Recibió el nombramiento de prior del Convento Agustino de la Ciudad de México, y allá se trasladó; no satisfecho con las actividades del cargo, a las que tenía por insulsas y palaciegas, las abandonó y pidió marchar a la zona de la Tierra Caliente, donde consideraba que su acción redentora sería de mayor provecho para todos. Esta era la finalidad de su vida misionera. Con esta idea fija, partió a la provincia de Michoacán. En el poblado de Guayangareo (hoy Morelia) se construía el convento de la orden y ya se le daba el nombre de Valladolid. Relata la leyenda que en uno de los patios del convento sembró un árbol de limo, que hasta la actualidad existe y da frutos. Cerca de ese lugar se encuentra la sepultura donde permanece el cadáver incorrupto de este venerado agustino, como prueba de su ejemplar vida de santidad.
Encaminó sus pasos rumbo a la Tierra Caliente, y se dirigió a Tiripetío, donde ya la orden se había establecido. En este lugar desempeñó actividades que no correspondían a su rango, y pese a que sus compañeros trataron de impedirlo, él insistió en su empeño, no sin darles la explicación correspondiente. Estuvo poco tiempo con estos misioneros, porque sabía que su presencia y la fe católica hacían falta en las partes bajas y calurosas del Balsas. Siguió hacia otra avanzada ubicada en Tacámbaro, que se consideraba la puerta de entrada a la Tierra Caliente, llegando por ese camino. Allí se estableció en 1553, año que se reconoce como punto de partida para realizar su vida evangelizadora y misionera en esta región. Siguió a Tuzantla, Huetamo, Turipécuaro (San Lucas), hasta llegar a Pungarabato (Ciudad Altamirano), donde se estableció en 1555 y al que tomó como centro de operaciones para ejercer los oficios.
Reunió en lugares apropiados a los pobladores dispersos, y fundó comunidades en sitios más adecuados; les ahuyentaba la práctica de la idolatría sembrándoles en la conciencia las bases del Dios único y las bondades del cristianismo. Levantó iglesias, hospitales y escuelas. Aunada a estas tareas, surgían los hechos asombrosos que fortalecían su prestigio milagroso, que todavía perdura en las tradiciones y en las leyendas de estos rumbos.

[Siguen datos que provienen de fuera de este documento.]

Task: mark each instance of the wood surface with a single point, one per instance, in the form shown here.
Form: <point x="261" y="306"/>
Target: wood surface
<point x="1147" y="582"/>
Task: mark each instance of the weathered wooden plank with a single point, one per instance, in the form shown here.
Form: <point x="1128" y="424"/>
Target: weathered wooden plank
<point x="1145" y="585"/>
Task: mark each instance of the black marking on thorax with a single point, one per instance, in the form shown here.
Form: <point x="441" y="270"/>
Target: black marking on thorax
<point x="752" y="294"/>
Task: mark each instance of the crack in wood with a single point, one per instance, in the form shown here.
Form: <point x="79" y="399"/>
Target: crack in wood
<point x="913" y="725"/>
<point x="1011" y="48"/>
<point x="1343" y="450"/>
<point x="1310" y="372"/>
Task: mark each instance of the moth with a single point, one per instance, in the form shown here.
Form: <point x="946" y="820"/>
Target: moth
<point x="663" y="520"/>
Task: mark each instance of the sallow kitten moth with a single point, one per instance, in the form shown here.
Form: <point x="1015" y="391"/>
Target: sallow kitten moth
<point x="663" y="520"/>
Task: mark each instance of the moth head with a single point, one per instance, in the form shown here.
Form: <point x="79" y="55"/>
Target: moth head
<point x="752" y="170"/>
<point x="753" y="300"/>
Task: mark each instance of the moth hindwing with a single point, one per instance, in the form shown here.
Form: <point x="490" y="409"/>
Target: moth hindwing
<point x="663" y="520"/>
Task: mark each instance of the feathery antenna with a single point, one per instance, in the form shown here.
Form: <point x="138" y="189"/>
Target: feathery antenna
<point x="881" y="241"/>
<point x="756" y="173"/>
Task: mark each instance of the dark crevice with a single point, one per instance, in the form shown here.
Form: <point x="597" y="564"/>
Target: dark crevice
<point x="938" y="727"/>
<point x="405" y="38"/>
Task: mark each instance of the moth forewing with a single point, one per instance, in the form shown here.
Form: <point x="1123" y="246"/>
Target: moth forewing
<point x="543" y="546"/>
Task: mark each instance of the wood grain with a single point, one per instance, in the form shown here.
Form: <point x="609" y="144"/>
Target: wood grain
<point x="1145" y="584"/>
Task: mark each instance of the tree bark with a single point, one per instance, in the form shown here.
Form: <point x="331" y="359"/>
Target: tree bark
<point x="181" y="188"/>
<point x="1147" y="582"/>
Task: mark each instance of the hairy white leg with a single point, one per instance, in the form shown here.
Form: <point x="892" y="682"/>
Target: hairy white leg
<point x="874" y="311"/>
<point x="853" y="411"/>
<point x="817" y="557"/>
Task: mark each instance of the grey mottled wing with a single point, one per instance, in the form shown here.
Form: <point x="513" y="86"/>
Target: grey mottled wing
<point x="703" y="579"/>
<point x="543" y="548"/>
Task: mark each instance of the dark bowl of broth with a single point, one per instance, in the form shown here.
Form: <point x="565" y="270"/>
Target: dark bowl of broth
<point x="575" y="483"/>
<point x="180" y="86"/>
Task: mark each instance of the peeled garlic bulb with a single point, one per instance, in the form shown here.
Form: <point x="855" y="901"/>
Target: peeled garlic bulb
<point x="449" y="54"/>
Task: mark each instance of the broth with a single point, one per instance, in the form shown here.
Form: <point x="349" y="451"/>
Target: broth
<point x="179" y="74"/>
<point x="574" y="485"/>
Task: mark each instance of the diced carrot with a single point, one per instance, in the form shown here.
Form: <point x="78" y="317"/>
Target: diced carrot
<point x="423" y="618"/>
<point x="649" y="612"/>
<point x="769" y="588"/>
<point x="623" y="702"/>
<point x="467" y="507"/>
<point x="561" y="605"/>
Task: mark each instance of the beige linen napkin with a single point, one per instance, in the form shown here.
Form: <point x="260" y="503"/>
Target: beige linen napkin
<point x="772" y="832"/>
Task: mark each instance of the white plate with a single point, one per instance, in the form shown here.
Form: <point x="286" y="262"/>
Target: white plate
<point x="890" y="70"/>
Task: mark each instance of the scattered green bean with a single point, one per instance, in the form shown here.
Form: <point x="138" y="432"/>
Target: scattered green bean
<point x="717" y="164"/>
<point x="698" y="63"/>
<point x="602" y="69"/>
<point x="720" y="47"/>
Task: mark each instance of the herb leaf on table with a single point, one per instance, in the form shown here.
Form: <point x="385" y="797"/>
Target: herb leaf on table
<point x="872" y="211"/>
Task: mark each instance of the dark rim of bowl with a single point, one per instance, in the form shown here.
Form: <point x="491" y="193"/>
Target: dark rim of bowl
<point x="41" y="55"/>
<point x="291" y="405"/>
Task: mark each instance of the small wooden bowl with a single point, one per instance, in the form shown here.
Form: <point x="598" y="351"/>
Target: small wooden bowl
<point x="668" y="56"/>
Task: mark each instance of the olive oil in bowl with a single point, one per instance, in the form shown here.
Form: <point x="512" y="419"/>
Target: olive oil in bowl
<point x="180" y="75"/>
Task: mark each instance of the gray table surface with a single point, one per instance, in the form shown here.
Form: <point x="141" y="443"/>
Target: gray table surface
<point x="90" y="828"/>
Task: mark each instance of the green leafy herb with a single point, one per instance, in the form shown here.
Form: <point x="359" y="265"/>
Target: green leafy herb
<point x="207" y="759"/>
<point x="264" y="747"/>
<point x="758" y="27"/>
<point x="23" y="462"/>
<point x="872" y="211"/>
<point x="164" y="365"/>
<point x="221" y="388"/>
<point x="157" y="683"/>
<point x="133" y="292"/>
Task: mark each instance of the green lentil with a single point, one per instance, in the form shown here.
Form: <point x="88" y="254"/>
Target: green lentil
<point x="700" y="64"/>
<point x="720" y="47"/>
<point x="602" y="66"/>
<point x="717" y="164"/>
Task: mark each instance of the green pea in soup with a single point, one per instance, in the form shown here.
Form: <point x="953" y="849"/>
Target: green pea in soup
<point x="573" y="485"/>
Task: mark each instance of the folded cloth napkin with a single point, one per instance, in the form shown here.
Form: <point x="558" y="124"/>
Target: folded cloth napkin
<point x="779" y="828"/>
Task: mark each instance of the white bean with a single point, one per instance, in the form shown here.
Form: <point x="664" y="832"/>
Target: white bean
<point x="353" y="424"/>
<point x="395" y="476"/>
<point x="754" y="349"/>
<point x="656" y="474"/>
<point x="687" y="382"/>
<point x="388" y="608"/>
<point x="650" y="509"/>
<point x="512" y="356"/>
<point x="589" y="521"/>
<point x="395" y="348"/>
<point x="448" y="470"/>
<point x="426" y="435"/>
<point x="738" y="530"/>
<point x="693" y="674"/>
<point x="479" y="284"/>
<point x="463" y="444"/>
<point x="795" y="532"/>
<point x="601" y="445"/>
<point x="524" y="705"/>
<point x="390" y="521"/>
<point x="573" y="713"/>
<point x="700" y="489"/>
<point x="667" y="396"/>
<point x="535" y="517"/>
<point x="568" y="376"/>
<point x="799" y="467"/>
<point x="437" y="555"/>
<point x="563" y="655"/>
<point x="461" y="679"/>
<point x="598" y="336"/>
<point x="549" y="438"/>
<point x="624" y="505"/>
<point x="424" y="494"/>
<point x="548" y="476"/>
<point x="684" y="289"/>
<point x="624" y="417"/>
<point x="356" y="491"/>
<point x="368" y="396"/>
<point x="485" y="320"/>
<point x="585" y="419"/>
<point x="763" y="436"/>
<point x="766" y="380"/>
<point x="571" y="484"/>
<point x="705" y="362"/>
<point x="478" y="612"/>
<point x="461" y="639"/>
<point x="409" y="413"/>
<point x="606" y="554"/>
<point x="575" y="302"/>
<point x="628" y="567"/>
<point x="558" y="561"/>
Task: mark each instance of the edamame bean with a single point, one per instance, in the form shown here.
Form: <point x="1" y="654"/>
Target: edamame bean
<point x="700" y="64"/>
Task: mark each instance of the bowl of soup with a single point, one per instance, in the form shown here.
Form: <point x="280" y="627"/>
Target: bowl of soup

En Tacámbaro, plantó su báculo de rama seca, y a los pocos minutos echó raíces, floreció y fructificó. En Pungarabato, sepultó su báculo en promesa de que jamás se inundaría la población, pese a las grandes avenidas de los ríos Balsas y Cutzamala, que lo rodean. En Coyuca, en el tiempo que dura una misa, dejó a la derecha de la puerta de la iglesia su báculo, y éste enraizó, floreció y también dio frutos; se convirtió en una frondosa parota que permaneció de pie muchos años. Estos hechos se repitieron en Zirándaro, Cutzio, Huetamo, pueblos de la Huacana, hoy pertenecientes a Michoacán, y en la población de Ajuchitlán (hoy estado de Guerrero). Esta vida, ejemplar y misteriosa, le creó el bien merecido nombre de Apóstol de Tierra Caliente. Adquirió este título en sus andanzas por la región y las costas del Pacífico, y lo conserva en la historia y en la leyenda de estos pueblos.
Sería larga la relación de sus milagros. Está escrita por los relatores de su biografía, como fray Matías de Escobar, en su obra Americana Thebaida; fray Diego de Basalenque; y, en Michoacán, tradición y leyendas, del licenciado Eduardo Ruiz. También en escritores actuales, como Alejo Montes de Oca, Viliulfo Gaspar Avellaneda y Andrés Luviano Vargas, entre otros.
Este hombre ejemplar, murió en Valladolid, a donde fue trasladado muy enfermo, en parihuelas, desde Pungarabato, en 1567, a los 63 años de edad y 45 de vida religiosa. Descansan sus restos en el Convento de la Orden de los Agustinos, en la ciudad de Morelia.